Ed Stewart, chief of Environmental Health Services and a county employee for 27 years, and staffer Dave Mesagno were placed on paid administrative leave Friday by the director of the Marin County Community Development Agency, Alex Hinds.
Mesagno had been reassigned in May to a position involving restaurant kitchen inspections after working 16 years in the department's Land Use and Solid Waste section, which regulates septic and other wastewater systems for the County of Marin.
Both Mesagno and Stewart protested the move by filing formal grievances with the county. Last month, Stewart told The Light that he suspected county supervisors had pressured Hinds into shaking up Environmental Health Services to make the office more friendly towards certain business applicants.
However, on the condition of anonymity, several West Marin business owners with recent septic and sewage-treatment applications told The Light this week they were in fact angry with Supervisor Steve Kinsey, who they said never did much at all to help them negotiate the often byzantine byways of Environmental Health.
Indeed, one of West Marin's organic food producers said he came very close to leaving Marin because of unreasonable demands by Environmental Health Services.

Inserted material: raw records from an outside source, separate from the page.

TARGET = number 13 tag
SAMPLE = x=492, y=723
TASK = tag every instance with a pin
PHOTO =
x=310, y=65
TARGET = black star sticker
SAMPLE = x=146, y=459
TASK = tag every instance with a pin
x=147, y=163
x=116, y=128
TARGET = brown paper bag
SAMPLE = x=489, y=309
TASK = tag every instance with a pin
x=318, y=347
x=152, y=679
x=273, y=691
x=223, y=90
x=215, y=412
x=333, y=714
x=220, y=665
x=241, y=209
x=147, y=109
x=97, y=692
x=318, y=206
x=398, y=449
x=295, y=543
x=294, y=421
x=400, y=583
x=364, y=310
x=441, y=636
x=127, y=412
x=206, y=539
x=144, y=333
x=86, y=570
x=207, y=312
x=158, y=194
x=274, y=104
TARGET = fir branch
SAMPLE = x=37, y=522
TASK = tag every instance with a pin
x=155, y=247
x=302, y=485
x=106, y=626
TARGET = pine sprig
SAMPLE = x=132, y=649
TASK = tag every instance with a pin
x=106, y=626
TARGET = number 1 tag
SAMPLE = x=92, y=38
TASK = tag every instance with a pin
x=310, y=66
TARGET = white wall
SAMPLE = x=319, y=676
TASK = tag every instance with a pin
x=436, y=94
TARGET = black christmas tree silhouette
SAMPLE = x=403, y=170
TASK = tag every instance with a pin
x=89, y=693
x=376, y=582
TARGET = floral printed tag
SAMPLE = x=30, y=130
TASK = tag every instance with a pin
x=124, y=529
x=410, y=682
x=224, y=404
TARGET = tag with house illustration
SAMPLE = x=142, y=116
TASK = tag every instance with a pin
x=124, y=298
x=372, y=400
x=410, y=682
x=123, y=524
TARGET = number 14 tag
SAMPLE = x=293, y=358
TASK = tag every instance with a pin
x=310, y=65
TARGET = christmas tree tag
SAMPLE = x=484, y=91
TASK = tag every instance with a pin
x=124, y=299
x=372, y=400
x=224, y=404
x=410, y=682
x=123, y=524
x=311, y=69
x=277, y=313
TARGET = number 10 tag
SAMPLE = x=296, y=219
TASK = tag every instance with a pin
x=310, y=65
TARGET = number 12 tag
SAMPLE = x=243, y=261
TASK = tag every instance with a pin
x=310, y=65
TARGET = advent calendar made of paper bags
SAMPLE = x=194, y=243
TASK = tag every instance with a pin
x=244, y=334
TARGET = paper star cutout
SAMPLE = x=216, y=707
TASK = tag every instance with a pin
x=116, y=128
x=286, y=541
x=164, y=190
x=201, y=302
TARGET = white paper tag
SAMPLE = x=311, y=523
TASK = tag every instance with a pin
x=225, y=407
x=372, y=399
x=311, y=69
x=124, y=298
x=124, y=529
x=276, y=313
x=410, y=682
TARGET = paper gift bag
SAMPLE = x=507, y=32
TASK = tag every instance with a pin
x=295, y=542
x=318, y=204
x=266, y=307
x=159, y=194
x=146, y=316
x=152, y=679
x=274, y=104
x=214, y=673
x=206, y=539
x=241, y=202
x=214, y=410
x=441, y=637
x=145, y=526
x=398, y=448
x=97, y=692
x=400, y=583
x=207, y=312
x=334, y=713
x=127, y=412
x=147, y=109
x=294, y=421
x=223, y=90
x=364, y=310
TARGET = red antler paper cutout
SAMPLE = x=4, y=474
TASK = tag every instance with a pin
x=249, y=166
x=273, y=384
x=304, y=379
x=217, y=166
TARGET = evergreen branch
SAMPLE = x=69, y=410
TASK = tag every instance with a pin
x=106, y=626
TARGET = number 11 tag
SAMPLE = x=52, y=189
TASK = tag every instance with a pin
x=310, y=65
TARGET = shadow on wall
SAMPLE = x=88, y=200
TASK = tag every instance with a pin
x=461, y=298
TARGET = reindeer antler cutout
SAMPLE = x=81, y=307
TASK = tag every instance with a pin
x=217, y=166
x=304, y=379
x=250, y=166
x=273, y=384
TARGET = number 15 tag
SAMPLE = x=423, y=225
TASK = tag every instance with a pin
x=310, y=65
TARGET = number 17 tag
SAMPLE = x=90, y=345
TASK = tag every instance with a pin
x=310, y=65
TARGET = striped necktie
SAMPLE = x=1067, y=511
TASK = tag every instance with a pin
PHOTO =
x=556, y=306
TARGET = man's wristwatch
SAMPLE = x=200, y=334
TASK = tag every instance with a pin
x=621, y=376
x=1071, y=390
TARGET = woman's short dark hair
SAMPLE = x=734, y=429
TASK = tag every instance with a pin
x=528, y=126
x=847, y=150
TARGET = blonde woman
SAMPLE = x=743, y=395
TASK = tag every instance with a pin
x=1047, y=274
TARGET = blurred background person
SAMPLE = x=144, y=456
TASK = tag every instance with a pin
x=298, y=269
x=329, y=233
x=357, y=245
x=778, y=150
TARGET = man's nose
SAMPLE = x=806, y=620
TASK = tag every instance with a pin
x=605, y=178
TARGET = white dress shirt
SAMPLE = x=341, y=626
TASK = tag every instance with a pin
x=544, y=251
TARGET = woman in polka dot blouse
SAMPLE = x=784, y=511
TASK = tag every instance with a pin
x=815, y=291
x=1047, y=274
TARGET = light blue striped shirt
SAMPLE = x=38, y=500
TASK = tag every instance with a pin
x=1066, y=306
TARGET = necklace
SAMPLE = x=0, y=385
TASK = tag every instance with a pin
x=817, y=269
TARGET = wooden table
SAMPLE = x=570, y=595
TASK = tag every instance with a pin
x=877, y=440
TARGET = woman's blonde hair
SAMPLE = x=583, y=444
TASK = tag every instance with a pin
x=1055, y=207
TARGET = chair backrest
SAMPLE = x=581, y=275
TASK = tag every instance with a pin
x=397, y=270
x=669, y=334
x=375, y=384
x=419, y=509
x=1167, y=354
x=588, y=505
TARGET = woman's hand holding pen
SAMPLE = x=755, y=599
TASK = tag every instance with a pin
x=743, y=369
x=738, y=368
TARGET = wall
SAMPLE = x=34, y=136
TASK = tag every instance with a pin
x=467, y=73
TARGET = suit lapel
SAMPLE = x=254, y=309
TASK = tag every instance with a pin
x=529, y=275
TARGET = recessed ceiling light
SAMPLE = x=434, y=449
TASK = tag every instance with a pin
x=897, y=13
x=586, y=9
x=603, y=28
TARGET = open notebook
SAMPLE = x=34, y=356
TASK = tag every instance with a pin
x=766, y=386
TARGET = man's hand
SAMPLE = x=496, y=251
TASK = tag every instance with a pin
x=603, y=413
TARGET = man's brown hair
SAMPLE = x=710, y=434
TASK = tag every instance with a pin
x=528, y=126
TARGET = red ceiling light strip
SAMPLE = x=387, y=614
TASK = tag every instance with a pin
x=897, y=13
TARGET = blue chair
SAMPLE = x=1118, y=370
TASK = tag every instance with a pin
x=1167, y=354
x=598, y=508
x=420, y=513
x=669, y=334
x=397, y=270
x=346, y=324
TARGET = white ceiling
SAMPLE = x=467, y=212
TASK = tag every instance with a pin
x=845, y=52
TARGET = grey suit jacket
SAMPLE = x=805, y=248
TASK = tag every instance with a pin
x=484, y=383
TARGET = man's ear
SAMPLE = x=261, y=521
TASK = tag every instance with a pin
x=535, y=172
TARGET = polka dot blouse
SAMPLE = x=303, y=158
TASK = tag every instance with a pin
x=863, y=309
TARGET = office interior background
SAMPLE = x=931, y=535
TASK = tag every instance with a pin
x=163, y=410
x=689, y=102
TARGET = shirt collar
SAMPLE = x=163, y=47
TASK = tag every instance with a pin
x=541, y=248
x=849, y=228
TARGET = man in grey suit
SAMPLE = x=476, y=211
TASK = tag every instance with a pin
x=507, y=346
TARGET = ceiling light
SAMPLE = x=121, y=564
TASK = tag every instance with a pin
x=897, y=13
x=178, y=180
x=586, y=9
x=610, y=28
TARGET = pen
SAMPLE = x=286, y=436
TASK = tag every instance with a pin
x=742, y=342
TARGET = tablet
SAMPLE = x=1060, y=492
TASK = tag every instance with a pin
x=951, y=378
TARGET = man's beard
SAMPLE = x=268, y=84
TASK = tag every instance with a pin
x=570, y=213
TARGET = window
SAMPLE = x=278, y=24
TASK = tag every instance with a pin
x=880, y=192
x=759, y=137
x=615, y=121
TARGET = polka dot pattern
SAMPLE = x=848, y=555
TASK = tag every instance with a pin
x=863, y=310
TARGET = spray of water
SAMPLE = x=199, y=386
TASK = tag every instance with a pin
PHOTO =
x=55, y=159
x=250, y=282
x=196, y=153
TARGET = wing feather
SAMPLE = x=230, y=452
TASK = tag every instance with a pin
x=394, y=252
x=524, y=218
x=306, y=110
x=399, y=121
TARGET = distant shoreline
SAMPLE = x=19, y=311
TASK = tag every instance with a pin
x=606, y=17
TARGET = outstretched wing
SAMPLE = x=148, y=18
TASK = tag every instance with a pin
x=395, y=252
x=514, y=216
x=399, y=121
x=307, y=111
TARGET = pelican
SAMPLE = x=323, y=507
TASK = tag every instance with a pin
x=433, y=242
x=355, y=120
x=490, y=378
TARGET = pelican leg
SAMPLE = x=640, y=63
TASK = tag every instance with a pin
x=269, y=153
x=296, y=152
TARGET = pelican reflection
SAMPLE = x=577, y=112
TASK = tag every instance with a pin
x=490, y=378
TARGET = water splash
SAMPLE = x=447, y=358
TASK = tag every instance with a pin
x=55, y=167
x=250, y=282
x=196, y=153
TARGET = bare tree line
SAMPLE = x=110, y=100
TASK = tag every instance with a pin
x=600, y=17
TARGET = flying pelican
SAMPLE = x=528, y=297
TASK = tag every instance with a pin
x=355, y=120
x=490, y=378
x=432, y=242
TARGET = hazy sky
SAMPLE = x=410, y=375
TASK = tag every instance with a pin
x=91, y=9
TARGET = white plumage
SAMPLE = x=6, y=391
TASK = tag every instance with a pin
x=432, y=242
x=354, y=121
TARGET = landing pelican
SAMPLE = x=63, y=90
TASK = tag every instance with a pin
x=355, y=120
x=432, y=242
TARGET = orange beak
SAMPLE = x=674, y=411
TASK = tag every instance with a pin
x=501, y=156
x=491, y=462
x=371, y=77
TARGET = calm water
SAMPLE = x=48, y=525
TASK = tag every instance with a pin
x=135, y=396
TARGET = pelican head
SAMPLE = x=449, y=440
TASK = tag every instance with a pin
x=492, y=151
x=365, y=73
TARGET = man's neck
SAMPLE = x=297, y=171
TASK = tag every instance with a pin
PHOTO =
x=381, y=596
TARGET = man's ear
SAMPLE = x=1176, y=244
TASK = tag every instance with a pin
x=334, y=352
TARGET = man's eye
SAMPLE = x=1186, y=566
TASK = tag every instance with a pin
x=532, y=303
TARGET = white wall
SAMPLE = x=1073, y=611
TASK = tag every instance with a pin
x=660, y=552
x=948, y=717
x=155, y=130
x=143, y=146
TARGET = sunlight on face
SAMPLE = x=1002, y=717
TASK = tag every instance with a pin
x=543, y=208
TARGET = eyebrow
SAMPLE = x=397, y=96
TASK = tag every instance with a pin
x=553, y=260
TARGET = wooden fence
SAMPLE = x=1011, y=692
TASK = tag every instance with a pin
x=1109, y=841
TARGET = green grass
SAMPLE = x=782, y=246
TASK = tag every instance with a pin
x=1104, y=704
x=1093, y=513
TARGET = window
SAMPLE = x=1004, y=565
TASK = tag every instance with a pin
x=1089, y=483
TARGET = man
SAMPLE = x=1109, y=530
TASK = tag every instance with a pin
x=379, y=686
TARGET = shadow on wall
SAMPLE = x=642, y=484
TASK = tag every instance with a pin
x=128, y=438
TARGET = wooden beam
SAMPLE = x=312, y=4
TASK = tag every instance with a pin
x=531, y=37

Hinds insisted this week that Mesagno's reassignment and the decision to put the two men on leave were based entirely on complaints he had heard about their performance before he took his post six months ago. "The decision to place them on paid administrative leave was in response to issues that had been raised prior to my employment by the county in March," he said.
Since taking the top job at the county Community Development Agency, Hinds has pledged to improve public service at the planning department and offered to jump on the third-rail of current West Marin politics - growth, and the septic regulations that have served as a de facto limit on growth.
Although Hinds declined to give any specific reasons for suspending the two employees, he said the decision had nothing to do with his plans to review county septic regulations or the grievances the two men filed in response to Mesagno's reassignment.
Other staff members are filling in for Mesagno during his leave, Hinds said. Bruce McCarthy, the environmental health specialist who swapped jobs with Mesagno in May, has been named acting chief of Environmental Health.
Hinds said he will decide within the next two weeks whether to fire Stewart and Mesagno. Whatever his decision, the two officials can appeal it to the county Personnel Commission, whose decision then can be appealed to the Board of Supervisors.